The key to Hey Boo’s success lies in director Mary Murphy’s ability to balance critique and appreciation, providing both historical and biographical context to explain the novel’s importance and testimonials to attest to its timeless qualities. Lee Smith, Scott Turow, Oprah Winfrey, Tom Brokaw, and James McBride read from and express admiration for Mockingbird, and, for the most part, eschew the temptation to use the forum to try to make themselves look smart, keeping the focus on Lee’s work.
That’s not to say that the film is superficial. It has plenty of insights for people who know the novel, not just for new fans. Two elements stood out upon reflection. Murphy chronicles how Lee worked with her publisher for approximately two years after the book manuscript was accepted, honing, polishing, and revising the text. Fifty years later, it’s a lot easier to get one’s work into print–but has this relative freedom led to a decline in quality? It’s hard to imagine a book from an unknown artist getting that kind of detailed attention today, and by and large we tend to buy into the Romantic notion that masterpieces are fully-formed offsprings of the minds of creative geniuses rather than hard polished products of sweat equity.

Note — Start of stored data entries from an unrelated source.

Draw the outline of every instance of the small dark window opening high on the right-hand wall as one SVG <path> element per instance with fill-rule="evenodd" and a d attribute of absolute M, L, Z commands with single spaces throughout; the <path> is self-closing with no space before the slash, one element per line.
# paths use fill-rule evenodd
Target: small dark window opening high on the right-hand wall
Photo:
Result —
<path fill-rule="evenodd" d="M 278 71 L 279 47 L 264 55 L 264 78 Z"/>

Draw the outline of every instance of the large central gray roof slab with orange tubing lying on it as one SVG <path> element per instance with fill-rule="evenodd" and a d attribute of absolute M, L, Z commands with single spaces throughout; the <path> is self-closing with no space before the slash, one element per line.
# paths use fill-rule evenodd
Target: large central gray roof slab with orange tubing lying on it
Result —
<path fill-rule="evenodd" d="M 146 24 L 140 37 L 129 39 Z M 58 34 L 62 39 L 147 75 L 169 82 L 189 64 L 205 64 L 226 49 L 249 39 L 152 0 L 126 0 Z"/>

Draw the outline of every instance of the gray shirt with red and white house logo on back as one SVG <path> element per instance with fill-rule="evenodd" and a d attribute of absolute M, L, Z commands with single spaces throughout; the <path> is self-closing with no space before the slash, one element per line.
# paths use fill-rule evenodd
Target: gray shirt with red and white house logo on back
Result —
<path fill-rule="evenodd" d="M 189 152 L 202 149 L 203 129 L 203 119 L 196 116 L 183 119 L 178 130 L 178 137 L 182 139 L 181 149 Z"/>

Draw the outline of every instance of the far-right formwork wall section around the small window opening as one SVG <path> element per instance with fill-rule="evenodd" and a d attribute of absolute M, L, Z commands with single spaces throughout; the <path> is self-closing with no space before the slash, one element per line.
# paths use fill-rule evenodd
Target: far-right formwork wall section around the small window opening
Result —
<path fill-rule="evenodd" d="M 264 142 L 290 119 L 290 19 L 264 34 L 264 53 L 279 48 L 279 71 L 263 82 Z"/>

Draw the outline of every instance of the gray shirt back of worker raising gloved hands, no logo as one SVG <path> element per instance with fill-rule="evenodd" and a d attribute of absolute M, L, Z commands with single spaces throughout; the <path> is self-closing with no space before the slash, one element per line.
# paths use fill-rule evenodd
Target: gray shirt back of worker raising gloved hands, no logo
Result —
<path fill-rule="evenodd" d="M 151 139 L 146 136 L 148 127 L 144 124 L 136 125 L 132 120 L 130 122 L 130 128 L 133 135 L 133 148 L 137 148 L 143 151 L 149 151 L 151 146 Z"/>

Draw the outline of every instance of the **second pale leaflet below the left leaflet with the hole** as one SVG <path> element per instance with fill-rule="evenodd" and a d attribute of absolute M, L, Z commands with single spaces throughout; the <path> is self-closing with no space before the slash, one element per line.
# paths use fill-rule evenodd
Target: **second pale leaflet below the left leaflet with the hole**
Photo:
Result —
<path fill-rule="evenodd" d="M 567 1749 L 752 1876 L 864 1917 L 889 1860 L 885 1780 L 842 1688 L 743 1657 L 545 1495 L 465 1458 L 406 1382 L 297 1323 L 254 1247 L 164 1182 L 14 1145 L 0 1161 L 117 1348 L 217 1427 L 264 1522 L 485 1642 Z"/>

The other element of the documentary that is truly enlightening is Murphy’s putting the novel in its historical context. The further we get from the civil rights movement of the 1960s, the more we tend to misremember To Kill a Mockingbird as a postscript rather than a preface to it. Written in the late ’50s and published in 1960 (the film adaptation was released in 1962), Mockingbird often doesn’t get the credit it deserves for speaking out against racism before doing so was fashionable in white America. Several of the white interviewees speak out about the complicated, at times even subversive, cultural work performed by the novel. If, as Shelley said, the imagination is the moral instrument, then the book instructs us how to read it when Atticus tells Scout that we must walk in another man’s shoes to truly understand his point of view. For many of us, Tom Robinson’s shoes were the first we walked in that belonged to a man of a different color. Once we took Atticus’s advice, it was hard, if not impossible, to go back to the old ways of thinking.